But the people lining up to buy my book didn’t see me as an interpreter of everyday life. They saw me as the high priestess of a world that exists almost exclusively in the imagination, the ambitions, and the nostalgic underpinnings of American culture.

And they were not mistaken.

It was a painful reckoning. But it was important, and it was timely. Some of the most significant stories today — the obesity epidemic, water purity, the genetic manipulation of the food supply as well as its safety and sustainability — are food-related. And while science and business writers, as well as general assignment reporters and a growing number of food scholars have and should continue to address these issues, food writers are uniquely suited to the discussion.

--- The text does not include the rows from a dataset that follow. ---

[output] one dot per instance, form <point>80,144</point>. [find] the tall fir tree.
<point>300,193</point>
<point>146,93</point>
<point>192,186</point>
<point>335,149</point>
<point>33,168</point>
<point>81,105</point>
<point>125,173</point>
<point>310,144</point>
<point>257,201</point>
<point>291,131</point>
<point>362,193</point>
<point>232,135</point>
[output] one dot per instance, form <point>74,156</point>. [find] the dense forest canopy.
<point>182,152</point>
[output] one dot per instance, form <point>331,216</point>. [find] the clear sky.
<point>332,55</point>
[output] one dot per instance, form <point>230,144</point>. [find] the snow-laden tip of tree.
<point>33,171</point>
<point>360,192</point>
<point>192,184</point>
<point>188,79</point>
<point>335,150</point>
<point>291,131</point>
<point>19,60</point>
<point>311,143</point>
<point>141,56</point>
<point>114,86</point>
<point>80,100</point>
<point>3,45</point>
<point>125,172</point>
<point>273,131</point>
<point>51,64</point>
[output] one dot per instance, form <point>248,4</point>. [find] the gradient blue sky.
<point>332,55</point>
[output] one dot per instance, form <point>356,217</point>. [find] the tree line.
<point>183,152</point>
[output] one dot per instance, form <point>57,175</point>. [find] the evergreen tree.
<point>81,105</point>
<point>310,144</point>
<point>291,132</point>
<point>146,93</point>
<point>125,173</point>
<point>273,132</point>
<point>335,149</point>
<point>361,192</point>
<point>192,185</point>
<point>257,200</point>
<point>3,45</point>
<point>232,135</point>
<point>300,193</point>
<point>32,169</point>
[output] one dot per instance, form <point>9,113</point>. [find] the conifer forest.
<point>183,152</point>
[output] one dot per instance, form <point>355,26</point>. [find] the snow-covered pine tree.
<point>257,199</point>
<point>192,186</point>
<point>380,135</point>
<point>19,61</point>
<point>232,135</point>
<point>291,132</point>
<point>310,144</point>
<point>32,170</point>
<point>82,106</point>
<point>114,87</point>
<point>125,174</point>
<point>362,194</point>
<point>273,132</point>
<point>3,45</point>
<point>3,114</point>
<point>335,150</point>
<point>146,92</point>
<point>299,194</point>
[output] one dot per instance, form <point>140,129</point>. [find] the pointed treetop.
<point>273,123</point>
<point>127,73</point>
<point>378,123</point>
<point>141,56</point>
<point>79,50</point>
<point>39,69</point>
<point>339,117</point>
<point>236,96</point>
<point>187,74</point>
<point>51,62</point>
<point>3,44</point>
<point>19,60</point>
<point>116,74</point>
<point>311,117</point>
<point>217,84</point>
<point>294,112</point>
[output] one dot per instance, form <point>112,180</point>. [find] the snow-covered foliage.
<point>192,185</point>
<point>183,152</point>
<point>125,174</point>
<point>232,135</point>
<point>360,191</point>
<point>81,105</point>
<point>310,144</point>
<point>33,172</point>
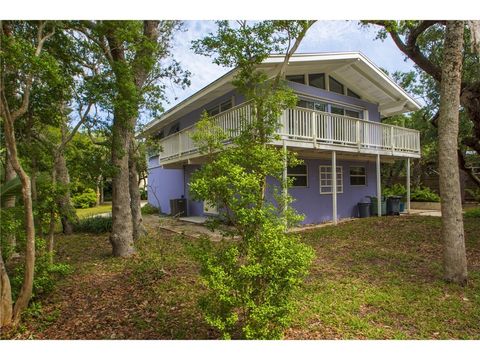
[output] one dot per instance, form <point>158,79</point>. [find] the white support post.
<point>408,185</point>
<point>334,186</point>
<point>285,178</point>
<point>379,188</point>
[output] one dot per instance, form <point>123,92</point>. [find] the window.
<point>326,184</point>
<point>336,86</point>
<point>217,109</point>
<point>296,78</point>
<point>174,129</point>
<point>352,113</point>
<point>316,80</point>
<point>358,175</point>
<point>160,135</point>
<point>299,174</point>
<point>352,94</point>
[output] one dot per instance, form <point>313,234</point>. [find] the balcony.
<point>306,129</point>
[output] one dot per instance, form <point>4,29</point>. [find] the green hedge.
<point>85,200</point>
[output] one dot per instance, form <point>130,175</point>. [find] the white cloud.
<point>324,36</point>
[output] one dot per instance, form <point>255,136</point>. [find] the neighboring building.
<point>342,98</point>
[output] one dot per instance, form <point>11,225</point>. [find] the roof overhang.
<point>353,69</point>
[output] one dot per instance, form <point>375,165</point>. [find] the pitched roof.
<point>353,69</point>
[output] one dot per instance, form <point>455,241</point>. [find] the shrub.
<point>424,194</point>
<point>85,200</point>
<point>395,190</point>
<point>472,213</point>
<point>149,209</point>
<point>474,193</point>
<point>46,273</point>
<point>94,224</point>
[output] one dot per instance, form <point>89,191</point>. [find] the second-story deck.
<point>305,129</point>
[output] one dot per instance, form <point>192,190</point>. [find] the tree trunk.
<point>10,200</point>
<point>67,213</point>
<point>121,237</point>
<point>454,256</point>
<point>27,286</point>
<point>135,203</point>
<point>5,295</point>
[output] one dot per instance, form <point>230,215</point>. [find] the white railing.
<point>309,127</point>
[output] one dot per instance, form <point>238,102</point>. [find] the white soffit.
<point>353,69</point>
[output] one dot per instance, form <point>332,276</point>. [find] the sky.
<point>323,36</point>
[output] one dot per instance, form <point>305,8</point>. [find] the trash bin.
<point>178,207</point>
<point>363,210</point>
<point>393,205</point>
<point>374,206</point>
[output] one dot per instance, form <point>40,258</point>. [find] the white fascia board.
<point>190,100</point>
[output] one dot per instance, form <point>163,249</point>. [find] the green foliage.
<point>475,194</point>
<point>94,224</point>
<point>149,209</point>
<point>46,273</point>
<point>85,200</point>
<point>424,194</point>
<point>472,213</point>
<point>395,190</point>
<point>252,276</point>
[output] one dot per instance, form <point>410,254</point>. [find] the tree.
<point>422,42</point>
<point>21,59</point>
<point>455,261</point>
<point>133,51</point>
<point>250,281</point>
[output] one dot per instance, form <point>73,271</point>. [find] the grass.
<point>372,279</point>
<point>84,213</point>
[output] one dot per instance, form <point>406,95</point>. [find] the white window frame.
<point>358,176</point>
<point>329,172</point>
<point>298,175</point>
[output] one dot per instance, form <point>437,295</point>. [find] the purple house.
<point>336,125</point>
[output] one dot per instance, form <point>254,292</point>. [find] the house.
<point>336,125</point>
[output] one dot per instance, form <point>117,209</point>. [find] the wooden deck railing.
<point>308,128</point>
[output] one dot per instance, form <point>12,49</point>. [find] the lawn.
<point>83,213</point>
<point>372,279</point>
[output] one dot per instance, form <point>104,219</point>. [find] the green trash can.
<point>363,210</point>
<point>393,205</point>
<point>374,206</point>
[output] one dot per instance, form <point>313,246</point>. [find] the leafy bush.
<point>46,273</point>
<point>149,209</point>
<point>94,224</point>
<point>424,194</point>
<point>472,213</point>
<point>85,200</point>
<point>475,194</point>
<point>395,190</point>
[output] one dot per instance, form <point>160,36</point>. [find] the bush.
<point>149,209</point>
<point>94,224</point>
<point>85,200</point>
<point>474,193</point>
<point>472,213</point>
<point>46,274</point>
<point>395,190</point>
<point>424,194</point>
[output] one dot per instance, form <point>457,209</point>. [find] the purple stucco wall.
<point>163,185</point>
<point>173,183</point>
<point>317,207</point>
<point>195,208</point>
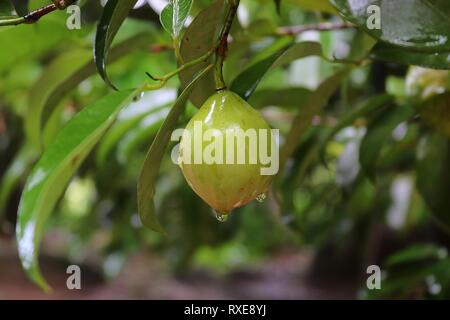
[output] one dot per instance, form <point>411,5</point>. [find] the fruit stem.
<point>163,80</point>
<point>221,50</point>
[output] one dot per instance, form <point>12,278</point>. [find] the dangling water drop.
<point>220,216</point>
<point>261,197</point>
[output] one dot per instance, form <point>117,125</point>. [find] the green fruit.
<point>224,186</point>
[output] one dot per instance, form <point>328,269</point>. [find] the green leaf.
<point>314,105</point>
<point>174,15</point>
<point>198,39</point>
<point>278,6</point>
<point>289,98</point>
<point>414,253</point>
<point>34,41</point>
<point>433,177</point>
<point>114,14</point>
<point>372,104</point>
<point>378,132</point>
<point>56,74</point>
<point>63,75</point>
<point>247,81</point>
<point>141,133</point>
<point>54,170</point>
<point>422,25</point>
<point>150,168</point>
<point>389,53</point>
<point>14,173</point>
<point>313,5</point>
<point>21,6</point>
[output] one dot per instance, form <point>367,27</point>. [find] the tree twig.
<point>221,50</point>
<point>35,15</point>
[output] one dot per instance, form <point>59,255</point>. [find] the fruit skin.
<point>225,186</point>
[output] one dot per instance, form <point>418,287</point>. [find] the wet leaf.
<point>389,53</point>
<point>200,37</point>
<point>113,16</point>
<point>378,133</point>
<point>422,25</point>
<point>150,168</point>
<point>54,170</point>
<point>61,76</point>
<point>367,107</point>
<point>174,15</point>
<point>247,81</point>
<point>314,105</point>
<point>433,177</point>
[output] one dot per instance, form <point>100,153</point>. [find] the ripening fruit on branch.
<point>228,153</point>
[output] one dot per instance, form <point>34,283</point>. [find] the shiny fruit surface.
<point>228,184</point>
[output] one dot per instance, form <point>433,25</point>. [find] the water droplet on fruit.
<point>261,197</point>
<point>221,217</point>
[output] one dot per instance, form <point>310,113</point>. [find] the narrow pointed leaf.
<point>389,53</point>
<point>174,15</point>
<point>433,178</point>
<point>314,105</point>
<point>420,25</point>
<point>200,37</point>
<point>378,132</point>
<point>152,162</point>
<point>366,108</point>
<point>247,81</point>
<point>54,170</point>
<point>21,7</point>
<point>61,76</point>
<point>113,16</point>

In addition to training and experience particular to the edible world, food writers enjoy a rare and intimate bond with readers. Shared tastes imply shared values and aspirations. A food writer is, therefore, trusted to disseminate the issues that can affect what readers put in their mouths.

And never before has interest in food been as avid or as widespread as it is today. Fifty years ago, for instance, fewer than twenty food magazines were published in the United States. Last year, 145 food magazines, quarterlies, and newsletters were produced in America and, if the circulation that each claims is accurate, a total of 19.7 million people read regularly about food. TV’s Food Network claims that 78 million households subscribe. The number of books about food and wine sold each year continues to climb from the 530 million that Publisher’s Weekly reported were sold in 2000. So the opportunity for food writers today is unprecedented in audience size alone.

The question is this: Will food writers pander to these readers or will they seize the chance to be better journalists?

Related: How do we write about food when there isn’t any?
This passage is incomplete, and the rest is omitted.